Many containers are stacked in five, making it more difficult for the cranes to sort the towers to lift the necessary crates when the trucks arrive to take them away.

In this afternoon, under a merciless sun, the port is about to beat its activity record in a single day: more than 15,000 trucks come and go. However, the pressure is mounting. A tugboat escorts another vessel to the dock – the MSC AGADIR, fresh off the Panama Canal – carrying more cargo that needs to be parked somewhere.

In recent weeks, the closure of a giant container terminal off the Chinese city of Ningbo has added to the delays. Vietnam, a hub for the clothing industry, has been locked up for several months amid a heartbreaking Covid epidemic.
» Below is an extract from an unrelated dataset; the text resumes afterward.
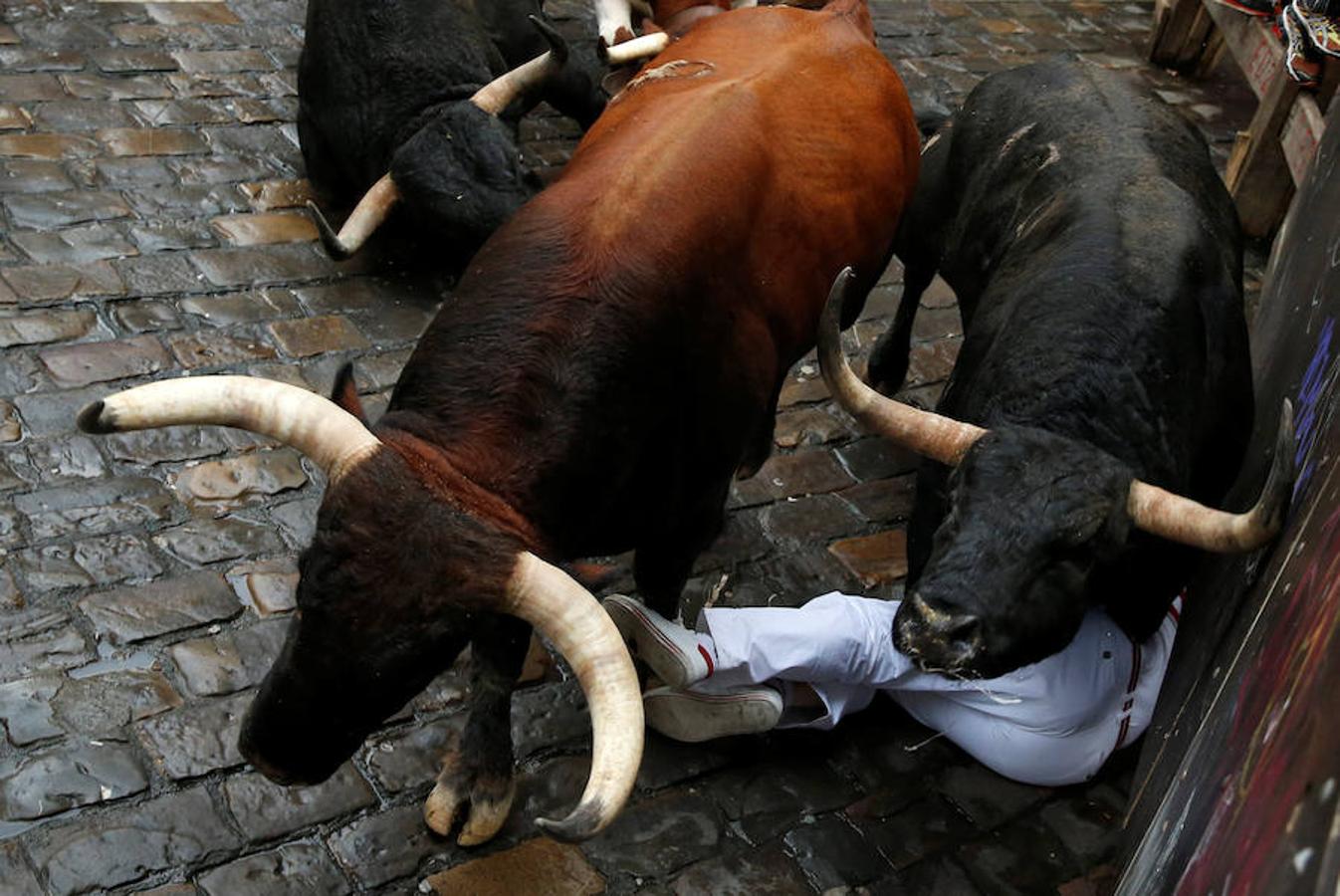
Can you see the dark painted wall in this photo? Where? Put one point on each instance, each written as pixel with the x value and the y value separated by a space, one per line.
pixel 1235 791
Declining cargoes leaving Asia should provide a respite for congested US ports, but Lynch rejects that line.

“Six or seven weeks later, the ships all arrive at the same time,” Lynch said. “It doesn’t help.”

Earlier this year, as shipping prices rose and containers grew scarce, the problem was widely seen as the momentary result of pandemic lockdowns. With schools and offices shutting down, Americans were stocking up on home office supplies and equipment for basement gyms, relying heavily on factories in Asia. Once life reopened, global shipping was supposed to return to normal.
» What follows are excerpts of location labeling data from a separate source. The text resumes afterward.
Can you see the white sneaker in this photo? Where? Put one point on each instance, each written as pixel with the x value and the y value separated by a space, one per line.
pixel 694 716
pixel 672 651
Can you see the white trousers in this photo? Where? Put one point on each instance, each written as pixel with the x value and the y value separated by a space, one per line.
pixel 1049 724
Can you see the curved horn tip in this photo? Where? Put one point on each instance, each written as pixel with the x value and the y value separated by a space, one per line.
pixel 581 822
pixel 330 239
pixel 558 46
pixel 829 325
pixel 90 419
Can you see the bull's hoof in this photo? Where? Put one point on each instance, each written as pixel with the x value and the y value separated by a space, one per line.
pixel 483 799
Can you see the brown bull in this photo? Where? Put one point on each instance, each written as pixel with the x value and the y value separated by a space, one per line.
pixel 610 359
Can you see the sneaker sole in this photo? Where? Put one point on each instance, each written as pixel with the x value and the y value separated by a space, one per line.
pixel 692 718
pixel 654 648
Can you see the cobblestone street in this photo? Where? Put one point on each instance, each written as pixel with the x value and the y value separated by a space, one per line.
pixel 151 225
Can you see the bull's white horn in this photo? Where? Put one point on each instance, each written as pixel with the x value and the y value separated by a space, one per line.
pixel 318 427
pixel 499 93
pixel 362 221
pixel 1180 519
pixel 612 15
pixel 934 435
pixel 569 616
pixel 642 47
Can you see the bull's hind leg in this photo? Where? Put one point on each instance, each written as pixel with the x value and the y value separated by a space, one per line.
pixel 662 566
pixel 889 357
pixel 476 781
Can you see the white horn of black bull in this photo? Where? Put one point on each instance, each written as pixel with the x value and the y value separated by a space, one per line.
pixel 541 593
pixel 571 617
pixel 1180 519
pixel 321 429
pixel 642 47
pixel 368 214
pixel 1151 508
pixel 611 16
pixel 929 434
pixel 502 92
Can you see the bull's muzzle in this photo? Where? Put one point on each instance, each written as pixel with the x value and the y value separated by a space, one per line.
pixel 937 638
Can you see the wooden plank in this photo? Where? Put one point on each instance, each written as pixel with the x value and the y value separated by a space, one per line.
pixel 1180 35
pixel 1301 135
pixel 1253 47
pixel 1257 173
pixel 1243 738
But six months later, congestion is worse, with nearly 13% of the world’s freight capacity blocked by delays, according to data compiled by Sea-Intelligence, an industrial research firm in Denmark.

Many companies now assume that the pandemic has fundamentally changed business life permanently. Those who may never have shopped or shopped for clothes online – especially the elderly – have tasted convenience, forced to adapt to a deadly virus. Many are likely to keep the habit, keeping the pressure on the supply chain.
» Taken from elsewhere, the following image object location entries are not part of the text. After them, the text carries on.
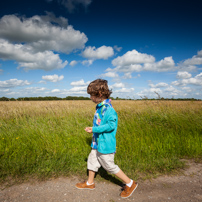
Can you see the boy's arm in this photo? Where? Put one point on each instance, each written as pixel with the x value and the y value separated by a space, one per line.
pixel 109 126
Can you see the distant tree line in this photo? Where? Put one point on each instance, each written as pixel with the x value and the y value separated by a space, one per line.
pixel 43 98
pixel 87 98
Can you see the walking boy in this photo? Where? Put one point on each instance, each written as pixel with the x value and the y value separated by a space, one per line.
pixel 103 144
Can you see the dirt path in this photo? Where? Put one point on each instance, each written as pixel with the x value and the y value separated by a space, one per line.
pixel 182 188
“Before the pandemic, could we have imagined mum and dad pointing and clicking to buy furniture? Said Ruel Joyner, owner of 24E Design Co., a boutique furniture store that occupies a brick storefront in the graceful historic district of Savannah. Its online sales have tripled in the past year.

In addition to these behavioral changes, the disruption of the supply chain has imposed new frictions.

Mr. Joyner, 46, designs his furniture in Savannah while relying on factories in China and India to manufacture many of his items. The upheaval of the seas slowed deliveries, limiting its sales.

He pointed to a brown leather recliner made for him in Dallas. The factory is struggling to get the tilt mechanism from its supplier in China.

“Where we used to get things in 30 days, they’re now telling us six months,” Joyner said. Customers call to complain.

His experience also highlights how shortages and delays have become a source of concern for fair competition. Giant retailers like Target and Home Depot have responded by storing goods in warehouses and, in some cases, chartering their own ships. These options are not available for the small to medium business.

Bottlenecks have a way of causing more bottlenecks. As many companies ordered additional quantities and earlier, especially as they prepare for the holiday season, the warehouses became crowded. The containers therefore piled up at the Port of Savannah.

Mr Lynch’s team – normally focused on their own facilities – spent time scouring unused warehouse spaces inland, seeking to provide customers with alternative channels for their cargo.

Recently, a large retailer completely filled their 3 million square feet of local warehouse space. With their containers piling up in the yard, port staff worked to ship the cargo by train to Charlotte, NC, where the retailer had more space.

Such creativity may bring minimal relief, but the demands on the port are only intensifying.

On a muggy afternoon in late September, Christmas suddenly felt close. The containers stacked on the riverbanks were surely full of holiday decorations, baking sheets, gifts and other materials for the biggest consumer wave on earth.

Will they get to the stores on time?

“This is the question everyone is asking,” Lynch said. “I think this is a very difficult question.”